Лиза спросила еще об отце, но мать ничего не ответила, только на сердце стало светло и сладко, как будто оба ее отца – родной и названый – были сейчас рядом.

– Приехали, барышня! – раздался совсем близко голос из отступившего на время земного мира, и Елизавета проснулась. Губы были солеными от слез, к щекам прихлынула кровь.

– Нешто всю ночь плакали, барышня? – участливо спросил пожилой солдат в мундире Преображенского полка, приставленный к арестантке.

– Ты деда моего помнишь? – спросила она у солдата, как будто чувствовала, что долгие годы будет обречена на молчание.

– Какого деда? – удивился тот.

– Императора Петра Алексеевича, – ответила Лиза, и солдат взглянул на нее не то с жалостью, не то с испугом, как на сумасшедшую.

– Не застал я его, – ответил конвоир, решив не обижать блаженную. – При государыне Елизавете Петровне служил. Фридриха, короля прусского, колотить приходилось.

– А правда я на матушку, государыню Елизавету, похожа? – с надеждой спросила Лиза.

Солдат пристально взглянул на заплаканную девицу в грязном платье, со спутанными рыжими волосами, меньше всего походившую сейчас на особу царского рода, и хотел было отрицательно покачать головой, как вдруг перед ним мелькнуло давнее, полузабытое воспоминание – ноябрьская ночь 1741 года, казарма Преображенского полка, красавица-цесаревна, такая же рыжеволосая и голубоглазая, как эта несчастная девочка, рыдавшая всю дорогу, и тот единственный вопрос Елизаветы Петровны, который заставил их выбросить из дворца правительницу Анну с сыном: «Ребята! Помните, чья я дочь?» И вот теперь эта полубезумная арестантка спрашивала у него: «Я похожа на мать?»

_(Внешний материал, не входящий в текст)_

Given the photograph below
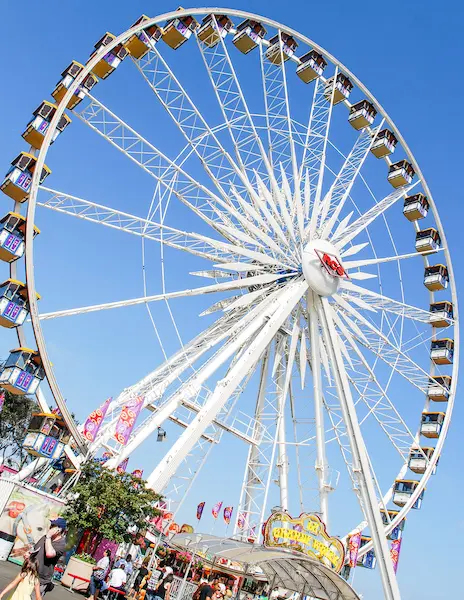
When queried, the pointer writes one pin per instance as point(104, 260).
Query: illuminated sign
point(332, 265)
point(306, 534)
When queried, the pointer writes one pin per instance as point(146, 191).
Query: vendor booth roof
point(290, 570)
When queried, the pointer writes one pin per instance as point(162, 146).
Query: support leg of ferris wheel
point(321, 460)
point(361, 465)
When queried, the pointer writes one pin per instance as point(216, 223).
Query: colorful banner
point(354, 541)
point(200, 508)
point(94, 421)
point(306, 534)
point(241, 520)
point(228, 513)
point(216, 509)
point(121, 468)
point(127, 419)
point(395, 553)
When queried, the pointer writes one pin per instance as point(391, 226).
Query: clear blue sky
point(409, 56)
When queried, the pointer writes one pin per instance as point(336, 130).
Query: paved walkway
point(8, 572)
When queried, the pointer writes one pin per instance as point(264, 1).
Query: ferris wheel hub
point(322, 267)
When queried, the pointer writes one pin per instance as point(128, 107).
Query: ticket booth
point(441, 351)
point(111, 60)
point(384, 144)
point(281, 48)
point(343, 87)
point(439, 388)
point(18, 180)
point(441, 314)
point(428, 240)
point(419, 459)
point(397, 532)
point(415, 207)
point(311, 66)
point(36, 129)
point(178, 30)
point(67, 78)
point(12, 236)
point(213, 29)
point(249, 35)
point(432, 424)
point(22, 371)
point(436, 277)
point(400, 173)
point(140, 43)
point(14, 305)
point(362, 114)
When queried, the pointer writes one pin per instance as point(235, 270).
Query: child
point(27, 581)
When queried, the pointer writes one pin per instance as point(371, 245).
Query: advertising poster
point(27, 516)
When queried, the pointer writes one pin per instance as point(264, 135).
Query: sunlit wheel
point(322, 274)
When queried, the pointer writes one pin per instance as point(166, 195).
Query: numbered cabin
point(178, 30)
point(281, 47)
point(111, 60)
point(67, 78)
point(12, 236)
point(384, 144)
point(441, 314)
point(140, 43)
point(36, 129)
point(441, 351)
point(428, 240)
point(439, 388)
point(432, 424)
point(419, 459)
point(46, 435)
point(436, 277)
point(213, 28)
point(362, 114)
point(342, 91)
point(400, 173)
point(14, 305)
point(403, 489)
point(22, 371)
point(368, 560)
point(17, 182)
point(249, 35)
point(311, 66)
point(387, 517)
point(415, 207)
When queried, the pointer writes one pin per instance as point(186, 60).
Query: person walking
point(25, 582)
point(49, 549)
point(99, 572)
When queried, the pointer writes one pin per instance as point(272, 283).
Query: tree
point(14, 421)
point(110, 503)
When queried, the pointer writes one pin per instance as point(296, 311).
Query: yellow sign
point(306, 534)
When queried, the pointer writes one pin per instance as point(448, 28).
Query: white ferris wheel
point(328, 338)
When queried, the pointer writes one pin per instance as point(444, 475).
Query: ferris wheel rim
point(232, 12)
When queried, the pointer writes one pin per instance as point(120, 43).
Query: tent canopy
point(282, 568)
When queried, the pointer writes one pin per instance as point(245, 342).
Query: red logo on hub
point(332, 265)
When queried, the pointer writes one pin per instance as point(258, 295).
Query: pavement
point(8, 572)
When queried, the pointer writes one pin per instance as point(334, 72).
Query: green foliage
point(85, 558)
point(109, 503)
point(14, 420)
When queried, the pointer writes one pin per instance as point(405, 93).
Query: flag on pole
point(395, 553)
point(216, 509)
point(354, 541)
point(94, 421)
point(127, 418)
point(121, 468)
point(228, 513)
point(200, 508)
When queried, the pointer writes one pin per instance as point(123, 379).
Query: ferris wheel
point(333, 305)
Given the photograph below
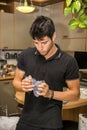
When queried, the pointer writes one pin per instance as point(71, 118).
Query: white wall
point(14, 28)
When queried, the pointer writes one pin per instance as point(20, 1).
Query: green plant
point(78, 11)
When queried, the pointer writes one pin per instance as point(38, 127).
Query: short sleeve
point(20, 62)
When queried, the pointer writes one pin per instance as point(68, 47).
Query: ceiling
point(8, 5)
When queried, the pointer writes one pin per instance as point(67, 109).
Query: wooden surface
point(6, 77)
point(70, 111)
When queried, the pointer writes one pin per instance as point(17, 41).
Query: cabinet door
point(7, 96)
point(7, 31)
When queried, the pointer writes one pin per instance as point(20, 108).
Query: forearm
point(17, 85)
point(67, 95)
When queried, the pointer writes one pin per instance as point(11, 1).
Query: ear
point(54, 36)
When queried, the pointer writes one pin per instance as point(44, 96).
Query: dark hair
point(42, 26)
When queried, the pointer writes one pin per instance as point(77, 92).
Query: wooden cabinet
point(73, 44)
point(7, 96)
point(7, 31)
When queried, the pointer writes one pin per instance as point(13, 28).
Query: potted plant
point(78, 11)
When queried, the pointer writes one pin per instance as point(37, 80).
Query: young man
point(47, 69)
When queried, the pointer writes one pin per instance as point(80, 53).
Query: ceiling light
point(25, 8)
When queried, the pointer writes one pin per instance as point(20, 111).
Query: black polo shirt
point(40, 111)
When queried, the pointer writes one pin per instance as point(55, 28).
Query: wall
point(14, 29)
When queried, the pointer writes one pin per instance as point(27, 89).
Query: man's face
point(43, 45)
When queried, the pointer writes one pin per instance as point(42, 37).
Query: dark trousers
point(21, 126)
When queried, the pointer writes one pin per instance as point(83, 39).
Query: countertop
point(19, 96)
point(9, 77)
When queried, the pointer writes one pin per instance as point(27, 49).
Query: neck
point(52, 51)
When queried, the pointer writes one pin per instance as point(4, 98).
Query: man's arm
point(22, 84)
point(19, 74)
point(72, 93)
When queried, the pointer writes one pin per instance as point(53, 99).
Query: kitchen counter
point(70, 111)
point(6, 77)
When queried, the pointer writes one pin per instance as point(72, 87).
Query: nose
point(40, 46)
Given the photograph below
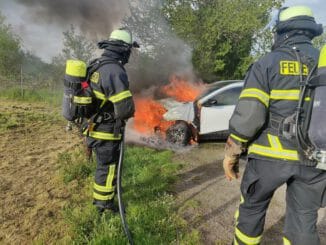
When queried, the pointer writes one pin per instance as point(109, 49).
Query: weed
point(150, 209)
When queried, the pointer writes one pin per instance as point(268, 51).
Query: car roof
point(216, 86)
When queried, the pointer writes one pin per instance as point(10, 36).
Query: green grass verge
point(52, 97)
point(150, 209)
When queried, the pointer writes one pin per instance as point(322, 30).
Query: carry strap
point(317, 81)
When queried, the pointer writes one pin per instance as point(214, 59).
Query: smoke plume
point(94, 18)
point(162, 53)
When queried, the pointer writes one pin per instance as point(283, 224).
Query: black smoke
point(94, 18)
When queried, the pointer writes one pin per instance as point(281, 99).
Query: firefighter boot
point(101, 206)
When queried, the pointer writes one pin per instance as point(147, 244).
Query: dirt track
point(208, 201)
point(30, 195)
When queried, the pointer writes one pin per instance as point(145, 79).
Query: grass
point(150, 208)
point(52, 97)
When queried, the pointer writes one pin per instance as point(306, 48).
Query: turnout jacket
point(271, 91)
point(111, 88)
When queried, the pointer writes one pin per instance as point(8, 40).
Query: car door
point(217, 110)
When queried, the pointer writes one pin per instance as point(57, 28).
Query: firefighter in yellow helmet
point(270, 95)
point(115, 105)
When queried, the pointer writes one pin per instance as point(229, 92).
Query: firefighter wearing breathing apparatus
point(115, 105)
point(261, 125)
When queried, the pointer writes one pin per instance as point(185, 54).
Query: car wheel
point(179, 134)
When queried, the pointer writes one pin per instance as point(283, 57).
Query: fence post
point(21, 81)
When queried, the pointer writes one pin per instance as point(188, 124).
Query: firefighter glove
point(231, 159)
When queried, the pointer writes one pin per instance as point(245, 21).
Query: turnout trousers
point(107, 157)
point(305, 194)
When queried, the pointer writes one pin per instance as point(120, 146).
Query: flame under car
point(206, 118)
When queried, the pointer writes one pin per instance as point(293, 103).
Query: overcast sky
point(45, 39)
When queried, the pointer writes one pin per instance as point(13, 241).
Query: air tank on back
point(317, 127)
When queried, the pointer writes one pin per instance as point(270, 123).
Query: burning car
point(206, 118)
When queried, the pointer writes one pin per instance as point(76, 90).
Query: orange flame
point(149, 116)
point(149, 113)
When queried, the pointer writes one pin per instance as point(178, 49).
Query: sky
point(44, 38)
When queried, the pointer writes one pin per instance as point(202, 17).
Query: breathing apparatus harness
point(295, 127)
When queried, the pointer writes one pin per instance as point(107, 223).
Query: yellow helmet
point(121, 35)
point(295, 11)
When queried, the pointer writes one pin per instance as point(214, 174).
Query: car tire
point(179, 134)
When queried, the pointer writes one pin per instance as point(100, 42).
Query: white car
point(207, 118)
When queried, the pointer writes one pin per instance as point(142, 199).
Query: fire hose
point(119, 191)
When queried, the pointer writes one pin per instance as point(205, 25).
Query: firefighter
point(115, 105)
point(270, 95)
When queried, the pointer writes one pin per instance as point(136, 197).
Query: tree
point(221, 32)
point(77, 46)
point(10, 51)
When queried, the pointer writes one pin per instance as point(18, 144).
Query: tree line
point(222, 38)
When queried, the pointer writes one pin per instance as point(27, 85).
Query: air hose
point(119, 191)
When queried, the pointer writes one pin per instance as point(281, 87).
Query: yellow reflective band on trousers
point(103, 197)
point(76, 68)
point(82, 100)
point(120, 96)
point(101, 135)
point(275, 150)
point(322, 58)
point(109, 187)
point(286, 241)
point(238, 138)
point(248, 240)
point(99, 95)
point(257, 94)
point(292, 94)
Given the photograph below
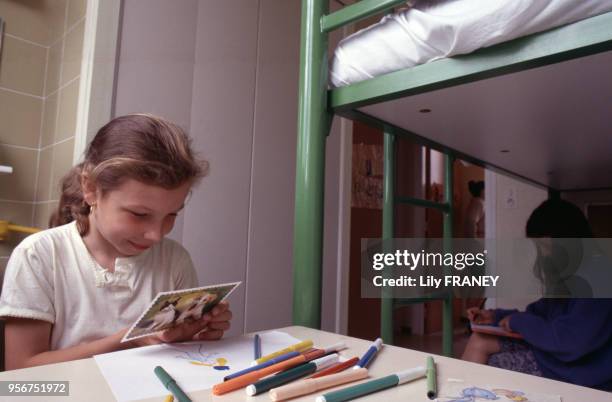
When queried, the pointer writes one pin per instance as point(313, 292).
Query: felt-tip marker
point(369, 355)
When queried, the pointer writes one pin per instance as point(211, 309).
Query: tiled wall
point(39, 86)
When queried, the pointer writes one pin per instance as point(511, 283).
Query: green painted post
point(447, 312)
point(310, 167)
point(386, 301)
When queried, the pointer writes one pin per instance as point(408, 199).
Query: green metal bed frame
point(318, 105)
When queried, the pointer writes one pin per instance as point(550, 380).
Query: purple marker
point(369, 355)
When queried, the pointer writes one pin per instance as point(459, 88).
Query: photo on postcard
point(170, 309)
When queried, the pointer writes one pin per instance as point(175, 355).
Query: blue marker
point(278, 359)
point(369, 355)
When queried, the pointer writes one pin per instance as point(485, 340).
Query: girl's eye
point(137, 214)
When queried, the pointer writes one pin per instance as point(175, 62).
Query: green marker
point(292, 374)
point(170, 384)
point(376, 385)
point(431, 378)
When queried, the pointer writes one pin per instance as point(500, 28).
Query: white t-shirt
point(51, 276)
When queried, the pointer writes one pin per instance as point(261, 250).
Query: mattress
point(434, 29)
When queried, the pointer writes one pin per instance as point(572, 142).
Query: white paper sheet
point(129, 373)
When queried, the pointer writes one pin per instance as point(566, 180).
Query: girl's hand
point(478, 316)
point(180, 333)
point(218, 322)
point(210, 327)
point(505, 323)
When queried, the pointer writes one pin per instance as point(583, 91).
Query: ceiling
point(555, 122)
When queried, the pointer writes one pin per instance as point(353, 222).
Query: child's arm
point(27, 340)
point(579, 331)
point(27, 344)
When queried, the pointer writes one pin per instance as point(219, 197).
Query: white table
point(88, 385)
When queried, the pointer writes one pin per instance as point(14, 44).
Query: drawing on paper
point(474, 394)
point(201, 358)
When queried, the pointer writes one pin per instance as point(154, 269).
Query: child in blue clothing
point(563, 339)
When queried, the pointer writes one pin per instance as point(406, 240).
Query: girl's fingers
point(223, 316)
point(184, 331)
point(210, 335)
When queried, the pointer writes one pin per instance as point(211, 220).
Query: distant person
point(563, 339)
point(474, 216)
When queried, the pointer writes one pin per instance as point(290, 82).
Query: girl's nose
point(154, 233)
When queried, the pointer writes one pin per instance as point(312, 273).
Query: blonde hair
point(142, 147)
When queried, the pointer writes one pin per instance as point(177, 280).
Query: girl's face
point(133, 217)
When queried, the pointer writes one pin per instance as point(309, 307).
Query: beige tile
point(57, 20)
point(39, 21)
point(73, 53)
point(19, 185)
point(62, 162)
point(23, 66)
point(20, 116)
point(66, 119)
point(45, 165)
point(49, 120)
point(76, 11)
point(42, 213)
point(17, 213)
point(53, 67)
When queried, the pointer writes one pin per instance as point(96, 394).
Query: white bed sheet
point(435, 29)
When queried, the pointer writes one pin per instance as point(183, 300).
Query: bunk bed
point(526, 69)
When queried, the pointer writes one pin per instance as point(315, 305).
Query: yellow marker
point(298, 347)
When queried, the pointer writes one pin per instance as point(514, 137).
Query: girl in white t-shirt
point(72, 291)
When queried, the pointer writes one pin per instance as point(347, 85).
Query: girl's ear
point(89, 189)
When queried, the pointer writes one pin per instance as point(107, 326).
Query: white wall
point(228, 72)
point(507, 220)
point(155, 62)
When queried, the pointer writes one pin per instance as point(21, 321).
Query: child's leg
point(515, 356)
point(480, 347)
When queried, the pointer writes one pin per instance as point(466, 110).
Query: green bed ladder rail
point(387, 302)
point(314, 118)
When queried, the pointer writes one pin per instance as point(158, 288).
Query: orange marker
point(336, 368)
point(250, 378)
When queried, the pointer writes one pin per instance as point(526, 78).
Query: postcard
point(170, 309)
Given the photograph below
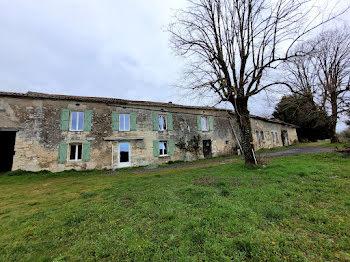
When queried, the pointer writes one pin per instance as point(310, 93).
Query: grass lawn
point(295, 209)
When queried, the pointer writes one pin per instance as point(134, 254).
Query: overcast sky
point(109, 48)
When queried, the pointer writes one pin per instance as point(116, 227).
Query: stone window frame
point(165, 117)
point(262, 136)
point(119, 127)
point(77, 124)
point(166, 146)
point(76, 157)
point(206, 122)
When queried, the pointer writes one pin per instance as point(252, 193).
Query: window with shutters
point(204, 123)
point(77, 121)
point(75, 152)
point(163, 148)
point(124, 122)
point(162, 123)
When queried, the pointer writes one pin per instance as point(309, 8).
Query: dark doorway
point(284, 136)
point(7, 150)
point(207, 148)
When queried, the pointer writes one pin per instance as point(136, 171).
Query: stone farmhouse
point(57, 132)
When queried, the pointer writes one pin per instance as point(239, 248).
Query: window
point(204, 123)
point(75, 152)
point(77, 121)
point(124, 122)
point(262, 135)
point(163, 148)
point(275, 136)
point(161, 122)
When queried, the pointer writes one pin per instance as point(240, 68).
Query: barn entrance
point(207, 148)
point(7, 150)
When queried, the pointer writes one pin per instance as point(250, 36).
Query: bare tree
point(231, 44)
point(333, 64)
point(323, 75)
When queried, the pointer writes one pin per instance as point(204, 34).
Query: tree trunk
point(243, 119)
point(333, 119)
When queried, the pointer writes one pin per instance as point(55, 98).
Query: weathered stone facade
point(37, 118)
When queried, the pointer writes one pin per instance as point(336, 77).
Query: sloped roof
point(128, 102)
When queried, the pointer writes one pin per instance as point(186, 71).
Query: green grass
point(295, 209)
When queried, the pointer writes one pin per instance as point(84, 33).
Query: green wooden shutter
point(87, 120)
point(132, 121)
point(64, 119)
point(86, 151)
point(115, 121)
point(155, 121)
point(199, 123)
point(156, 148)
point(211, 123)
point(170, 122)
point(62, 153)
point(171, 147)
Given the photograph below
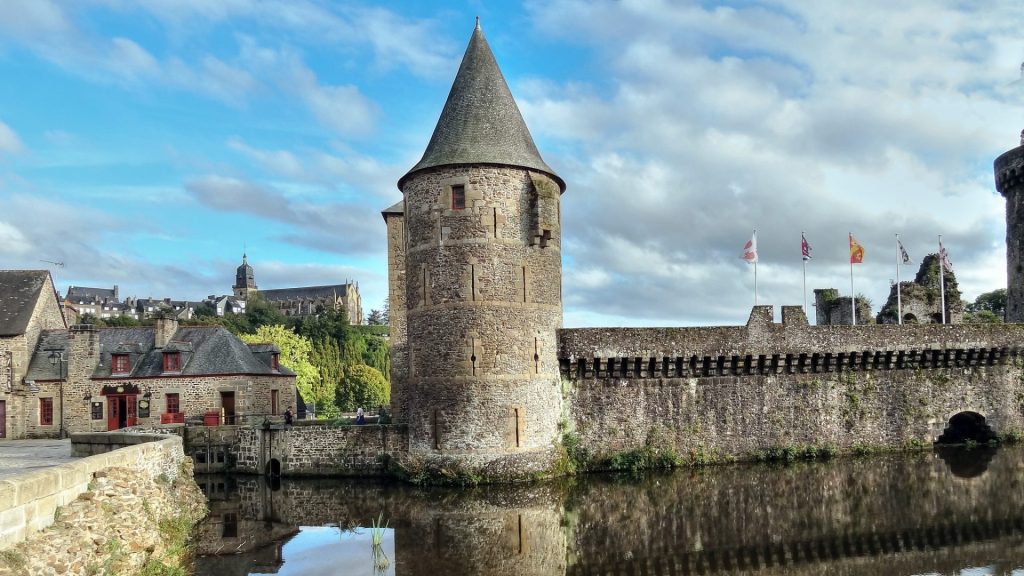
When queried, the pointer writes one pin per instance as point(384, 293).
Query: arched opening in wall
point(273, 468)
point(967, 426)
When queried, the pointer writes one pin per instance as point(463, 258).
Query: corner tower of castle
point(480, 391)
point(1010, 182)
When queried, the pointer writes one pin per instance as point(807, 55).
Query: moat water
point(954, 511)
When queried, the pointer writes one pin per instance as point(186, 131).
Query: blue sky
point(148, 142)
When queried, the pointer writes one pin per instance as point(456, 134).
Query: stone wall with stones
point(114, 527)
point(483, 295)
point(320, 450)
point(397, 330)
point(733, 392)
point(28, 501)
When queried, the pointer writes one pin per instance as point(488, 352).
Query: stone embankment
point(125, 521)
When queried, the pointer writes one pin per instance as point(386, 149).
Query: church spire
point(480, 122)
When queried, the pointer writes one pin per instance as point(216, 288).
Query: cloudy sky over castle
point(147, 142)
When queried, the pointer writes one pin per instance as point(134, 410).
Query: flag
point(856, 251)
point(902, 252)
point(944, 256)
point(751, 249)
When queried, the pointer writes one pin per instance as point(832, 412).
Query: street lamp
point(57, 359)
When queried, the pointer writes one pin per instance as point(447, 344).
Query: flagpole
point(942, 281)
point(802, 241)
point(899, 300)
point(853, 293)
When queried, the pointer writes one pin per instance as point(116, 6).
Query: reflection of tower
point(1010, 182)
point(245, 281)
point(482, 283)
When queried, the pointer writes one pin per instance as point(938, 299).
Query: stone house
point(89, 379)
point(29, 305)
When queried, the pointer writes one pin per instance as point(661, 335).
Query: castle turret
point(1010, 182)
point(482, 285)
point(245, 279)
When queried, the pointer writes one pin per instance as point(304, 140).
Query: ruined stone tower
point(480, 391)
point(1010, 182)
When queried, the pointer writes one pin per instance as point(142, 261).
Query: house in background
point(92, 379)
point(29, 305)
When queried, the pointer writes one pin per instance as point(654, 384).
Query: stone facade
point(483, 297)
point(922, 299)
point(17, 344)
point(733, 392)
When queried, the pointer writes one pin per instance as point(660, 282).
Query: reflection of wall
point(485, 531)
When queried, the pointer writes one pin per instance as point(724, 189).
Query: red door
point(132, 418)
point(113, 413)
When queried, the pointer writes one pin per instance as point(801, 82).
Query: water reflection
point(935, 512)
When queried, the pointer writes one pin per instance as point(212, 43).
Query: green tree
point(296, 353)
point(366, 386)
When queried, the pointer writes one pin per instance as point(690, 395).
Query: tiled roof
point(205, 351)
point(305, 292)
point(480, 122)
point(19, 290)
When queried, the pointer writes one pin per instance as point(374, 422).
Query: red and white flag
point(751, 249)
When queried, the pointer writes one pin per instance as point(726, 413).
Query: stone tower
point(1010, 182)
point(482, 285)
point(245, 280)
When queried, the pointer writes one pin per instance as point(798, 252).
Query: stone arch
point(967, 426)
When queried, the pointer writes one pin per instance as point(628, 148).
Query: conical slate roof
point(480, 122)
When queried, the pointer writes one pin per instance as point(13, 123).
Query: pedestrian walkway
point(19, 456)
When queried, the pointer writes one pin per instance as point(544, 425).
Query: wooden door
point(132, 413)
point(227, 403)
point(113, 413)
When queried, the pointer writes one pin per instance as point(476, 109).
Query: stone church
point(303, 300)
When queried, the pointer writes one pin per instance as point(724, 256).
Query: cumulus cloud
point(779, 116)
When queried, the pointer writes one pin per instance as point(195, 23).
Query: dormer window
point(120, 364)
point(172, 362)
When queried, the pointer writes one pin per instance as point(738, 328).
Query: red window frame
point(173, 403)
point(172, 362)
point(120, 364)
point(46, 411)
point(458, 197)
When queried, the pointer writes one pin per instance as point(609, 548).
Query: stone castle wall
point(483, 305)
point(733, 392)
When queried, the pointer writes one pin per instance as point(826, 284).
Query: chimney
point(166, 327)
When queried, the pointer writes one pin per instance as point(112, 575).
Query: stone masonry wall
point(320, 450)
point(29, 501)
point(736, 391)
point(483, 295)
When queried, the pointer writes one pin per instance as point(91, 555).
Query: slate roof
point(19, 290)
point(84, 294)
point(396, 208)
point(206, 351)
point(480, 122)
point(305, 292)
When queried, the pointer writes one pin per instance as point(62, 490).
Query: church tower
point(245, 281)
point(481, 392)
point(1010, 182)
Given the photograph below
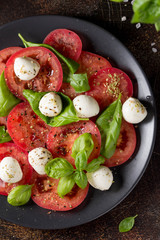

Конвоир помедлил мгновение, потом поклонился заплаканной барышне и поцеловал ее грязную, исхудавшую руку.

– Похожа, милая, – ответил он, – но другой у тебя, видно, путь…

– Помоги мне, – с последней надеждой прошептала Лиза, – передай дяде, графу Кириллу Разумовскому, куда меня увезли. Он тебя отблагодарит…

– Да как же мне до его сиятельства добраться? – спросил солдат. – Он, поди, сейчас в Малороссии…

Лиза потерянно взглянула на преображенца, но больше они ничего не успели сказать друг другу. Навстречу арестантке вышла игуменья Ивановского монастыря.

* * *

Кирилл Разумовский уже неделю добивался приема у Екатерины – государыне было недосуг принять своего былого друга. После поездки в Рим Кириллу дали понять, что его кредит при дворе исчерпался, но он все равно продолжал обивать пороги царскосельского дворца, передавать государыне записочки через фрейлин, на которые та не отвечала, и подавать прошения через нового фаворита императрицы – графа Григория Александровича Потемкина. Как-то у самых покоев Екатерины он столкнулся с Алексеем Орловым, который с удрученным видом выходил от государыни. И не думая сдерживать клокочущую в душе ненависть, бывший гетман шагнул было к Орлову, но тут на пороге появилась императрица.

– Что-то вы плохо выглядите, Кирилл Григорьевич, – сказала Екатерина. – Устали с дороги? Говорят, путешествовали по Италии? Вот и граф недавно оттуда… Прекрасная страна, красивые женщины. Говорят, особенно ценятся рыжеволосые, как на картинах Леонардо. Одну такую я недавно приобрела для Эрмитажа…

– А другую – для Петропавловской крепости? – бледнея, спросил Разумовский.

– Не понимаю, граф, о чем вы? – спросила Екатерина со своей обычной вымученной улыбкой, которая когда-то так восхищала Кирилла.

– О моей племяннице, княжне Елизавете, которую вы, вероятно, держите в крепости, – ответил Кирилл Григорьевич. – И поэтому отказываетесь принимать меня, но охотно беседуете с графом Орловым.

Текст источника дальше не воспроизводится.